Neue Player drängen vor
Kumuliert erwirtschafteten sämtliche Top-25-Systemhäuser im vergangenen Jahr einen Umsatz von 7,2 Milliarden Euro und damit rund zehn Prozent mehr als im Vorjahr. Allein die sechs größten Häuser steuerten fast zwei Drittel, rund 4,6 Milliarden, zu diesem Ergebnis bei. Die Anbieter auf den Rängen sieben bis 25 sind im vergangenen Jahr etwas schneller gewachsen als die großen Konkurrenten. Ihre Gesamteinnahmen legten um 11,3 Prozent zu, die der Top Sechs kumuliert um 9,4 Prozent.
Wenig aussagekräftig ist der vergleichende Blick auf die Vorjahreszahlen der Dienstleister ab Rang sieben. Weil die Geschäftsmodelle von Systemhäusern, Service-Providern und Softwarehäusern zusehends verschmelzen, hat sich ChannelPartner entschlossen, das Ranking nicht ausschließlich auf klassische Systemhäuser zu begrenzen. Das erklärt, weshalb beispielsweise auch All for One Steeb oder der Outsourcing-Anbieter Arvato erstmals in der Liste auftauchen. Das neue Ranking bildet damit die aktuelle und sich verschärfende Wettbewerbssituation ab.
Die Umfrage
Zum 15. Mal in Folge hat die CW-Schwesterpublikation ChannelPartner Systemhäuser in Deutschland befragt. Ziel war wieder, die 25 umsatzstärksten Anbieter zu identifizieren.

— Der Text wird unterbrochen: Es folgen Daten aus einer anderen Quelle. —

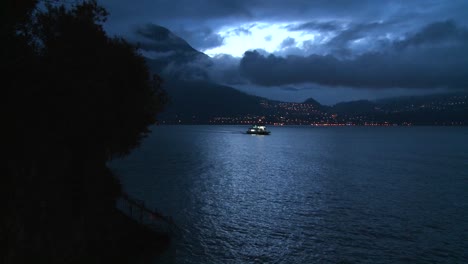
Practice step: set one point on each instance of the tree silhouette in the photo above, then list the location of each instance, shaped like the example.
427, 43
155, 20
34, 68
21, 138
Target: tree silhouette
74, 98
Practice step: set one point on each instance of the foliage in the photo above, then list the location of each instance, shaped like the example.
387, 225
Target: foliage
73, 98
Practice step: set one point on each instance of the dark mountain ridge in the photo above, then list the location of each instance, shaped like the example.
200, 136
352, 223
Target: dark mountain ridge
196, 99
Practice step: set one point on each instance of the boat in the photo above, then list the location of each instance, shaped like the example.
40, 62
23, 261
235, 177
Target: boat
258, 130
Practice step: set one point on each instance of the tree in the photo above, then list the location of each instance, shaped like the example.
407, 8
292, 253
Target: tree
75, 98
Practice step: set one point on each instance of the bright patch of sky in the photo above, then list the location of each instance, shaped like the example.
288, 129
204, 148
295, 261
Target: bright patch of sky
264, 36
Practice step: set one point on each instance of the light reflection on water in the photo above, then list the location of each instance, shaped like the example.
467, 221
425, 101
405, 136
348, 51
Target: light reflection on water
307, 195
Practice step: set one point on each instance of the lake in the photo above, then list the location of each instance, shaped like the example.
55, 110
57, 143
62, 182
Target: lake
306, 194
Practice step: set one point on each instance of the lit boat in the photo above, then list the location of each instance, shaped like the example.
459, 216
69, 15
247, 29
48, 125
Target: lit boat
258, 130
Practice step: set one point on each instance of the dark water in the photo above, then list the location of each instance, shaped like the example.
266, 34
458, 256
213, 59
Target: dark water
307, 194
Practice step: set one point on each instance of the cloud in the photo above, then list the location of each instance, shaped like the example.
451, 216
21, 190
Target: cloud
316, 26
411, 65
445, 32
201, 38
287, 42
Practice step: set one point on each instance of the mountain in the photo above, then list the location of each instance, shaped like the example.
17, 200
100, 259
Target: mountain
202, 101
196, 99
172, 57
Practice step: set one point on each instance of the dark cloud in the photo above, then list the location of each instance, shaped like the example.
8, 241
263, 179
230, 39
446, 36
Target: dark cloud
445, 32
316, 26
199, 19
202, 38
287, 42
410, 65
242, 31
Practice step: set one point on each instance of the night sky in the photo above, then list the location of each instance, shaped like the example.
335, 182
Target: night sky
332, 50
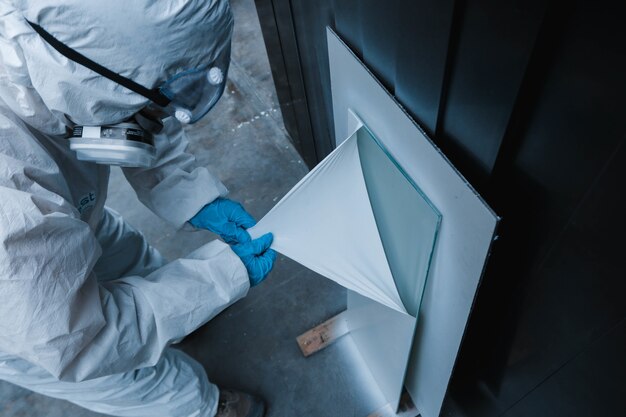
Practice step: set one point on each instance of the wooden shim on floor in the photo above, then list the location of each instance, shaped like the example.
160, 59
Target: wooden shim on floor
406, 408
323, 335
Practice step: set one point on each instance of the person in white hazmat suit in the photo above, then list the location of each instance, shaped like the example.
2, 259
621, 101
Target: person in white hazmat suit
87, 308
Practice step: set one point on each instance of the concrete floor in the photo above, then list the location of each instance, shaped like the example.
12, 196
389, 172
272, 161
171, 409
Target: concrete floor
251, 345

Zudem soll die Erhebung die wirtschaftliche Stimmungslage, die Sorgen und Pläne sowie die Einschätzung der Anbieter zu Trendthemen und zur Budgetentwicklung bei den Kunden dokumentieren. Da die Grenzen zwischen Systemhäusern, Service-Providern, Integratoren und ISVs zunehmend verschwimmen, befragte ChannelPartner dieses Jahr erstmals Vertreter aller Kategorien.

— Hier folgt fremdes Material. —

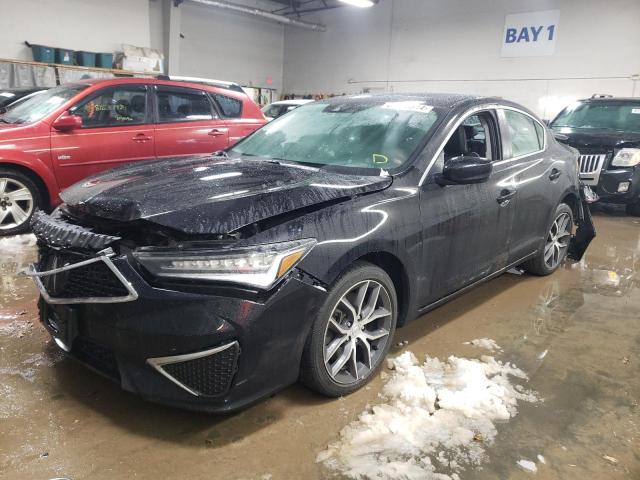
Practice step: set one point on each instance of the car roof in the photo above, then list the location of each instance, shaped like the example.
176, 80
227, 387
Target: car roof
611, 99
444, 100
295, 101
195, 83
23, 89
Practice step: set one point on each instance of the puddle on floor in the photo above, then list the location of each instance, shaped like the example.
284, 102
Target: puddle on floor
576, 334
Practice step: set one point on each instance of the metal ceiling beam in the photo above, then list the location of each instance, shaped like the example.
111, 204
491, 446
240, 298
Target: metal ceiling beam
256, 12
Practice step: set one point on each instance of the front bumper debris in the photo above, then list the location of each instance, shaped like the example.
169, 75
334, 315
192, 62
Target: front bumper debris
586, 231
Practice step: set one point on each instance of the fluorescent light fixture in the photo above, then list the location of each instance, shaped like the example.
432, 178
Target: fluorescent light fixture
359, 3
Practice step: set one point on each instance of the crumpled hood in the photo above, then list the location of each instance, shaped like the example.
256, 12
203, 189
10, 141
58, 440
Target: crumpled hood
212, 195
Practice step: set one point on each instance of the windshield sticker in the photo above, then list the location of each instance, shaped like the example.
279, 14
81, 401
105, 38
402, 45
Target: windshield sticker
379, 159
408, 106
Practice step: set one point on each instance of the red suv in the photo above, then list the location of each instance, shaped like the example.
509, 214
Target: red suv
75, 130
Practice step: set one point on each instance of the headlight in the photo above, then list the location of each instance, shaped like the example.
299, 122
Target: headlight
258, 266
626, 157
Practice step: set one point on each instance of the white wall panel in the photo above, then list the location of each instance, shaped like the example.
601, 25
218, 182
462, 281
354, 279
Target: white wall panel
93, 25
454, 46
230, 46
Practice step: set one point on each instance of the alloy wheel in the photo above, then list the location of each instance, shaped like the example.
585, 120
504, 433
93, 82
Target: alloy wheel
357, 332
558, 240
16, 203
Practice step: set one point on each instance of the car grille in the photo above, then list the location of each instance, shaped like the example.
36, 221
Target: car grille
590, 167
94, 280
208, 375
591, 163
97, 356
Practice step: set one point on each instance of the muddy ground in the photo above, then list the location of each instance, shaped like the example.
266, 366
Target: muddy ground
576, 333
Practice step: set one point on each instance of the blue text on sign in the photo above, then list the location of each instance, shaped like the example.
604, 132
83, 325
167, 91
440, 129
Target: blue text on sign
530, 34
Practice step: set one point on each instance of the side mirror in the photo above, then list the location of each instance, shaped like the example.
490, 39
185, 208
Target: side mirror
67, 122
465, 170
560, 137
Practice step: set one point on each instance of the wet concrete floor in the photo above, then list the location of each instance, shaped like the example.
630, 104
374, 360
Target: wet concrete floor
576, 333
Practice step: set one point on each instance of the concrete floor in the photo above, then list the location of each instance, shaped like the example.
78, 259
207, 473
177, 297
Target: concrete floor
58, 419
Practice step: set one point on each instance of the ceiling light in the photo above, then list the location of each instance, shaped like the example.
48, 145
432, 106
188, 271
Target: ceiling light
359, 3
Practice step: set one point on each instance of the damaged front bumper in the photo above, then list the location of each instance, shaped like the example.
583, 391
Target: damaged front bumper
191, 346
586, 231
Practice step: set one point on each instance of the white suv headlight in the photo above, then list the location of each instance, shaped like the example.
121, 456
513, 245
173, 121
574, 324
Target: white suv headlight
258, 266
626, 157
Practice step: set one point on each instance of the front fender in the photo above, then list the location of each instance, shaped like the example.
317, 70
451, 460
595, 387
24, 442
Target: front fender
36, 167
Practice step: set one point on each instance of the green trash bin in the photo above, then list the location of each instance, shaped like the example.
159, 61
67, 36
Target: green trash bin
86, 59
42, 53
64, 56
104, 60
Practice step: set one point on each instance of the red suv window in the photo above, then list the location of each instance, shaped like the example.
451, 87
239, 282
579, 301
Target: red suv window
230, 107
115, 106
183, 105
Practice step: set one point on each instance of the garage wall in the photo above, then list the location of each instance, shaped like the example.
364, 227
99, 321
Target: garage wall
454, 45
231, 46
94, 25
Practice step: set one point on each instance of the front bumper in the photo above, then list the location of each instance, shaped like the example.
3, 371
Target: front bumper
213, 351
610, 180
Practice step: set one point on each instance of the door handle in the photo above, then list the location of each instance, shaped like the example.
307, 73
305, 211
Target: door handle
555, 174
141, 137
506, 195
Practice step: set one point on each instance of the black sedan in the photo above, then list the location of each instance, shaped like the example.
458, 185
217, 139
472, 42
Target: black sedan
210, 282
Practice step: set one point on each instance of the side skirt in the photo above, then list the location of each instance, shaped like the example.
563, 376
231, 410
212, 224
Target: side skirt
457, 293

Die Umfrage begann am 13. März und wurde am 27. Mai 2013 abgeschlossen. Obwohl viele Systemhäuser T-Systems als Wettbewerber einstufen, wurde die Telekom-Tochter nicht in das Ranking aufgenommen. Grund ist die schlechtere Vergleichbarkeit. T-Systems reiht sich mit den Servicestrukturen nicht in den mittelständischen Systemhausmarkt ein: Große Kunden betreut T-Systems selbst, alle anderen bedient die Telekom. Sehr kleine Firmen werden wiederum von Partnern versorgt.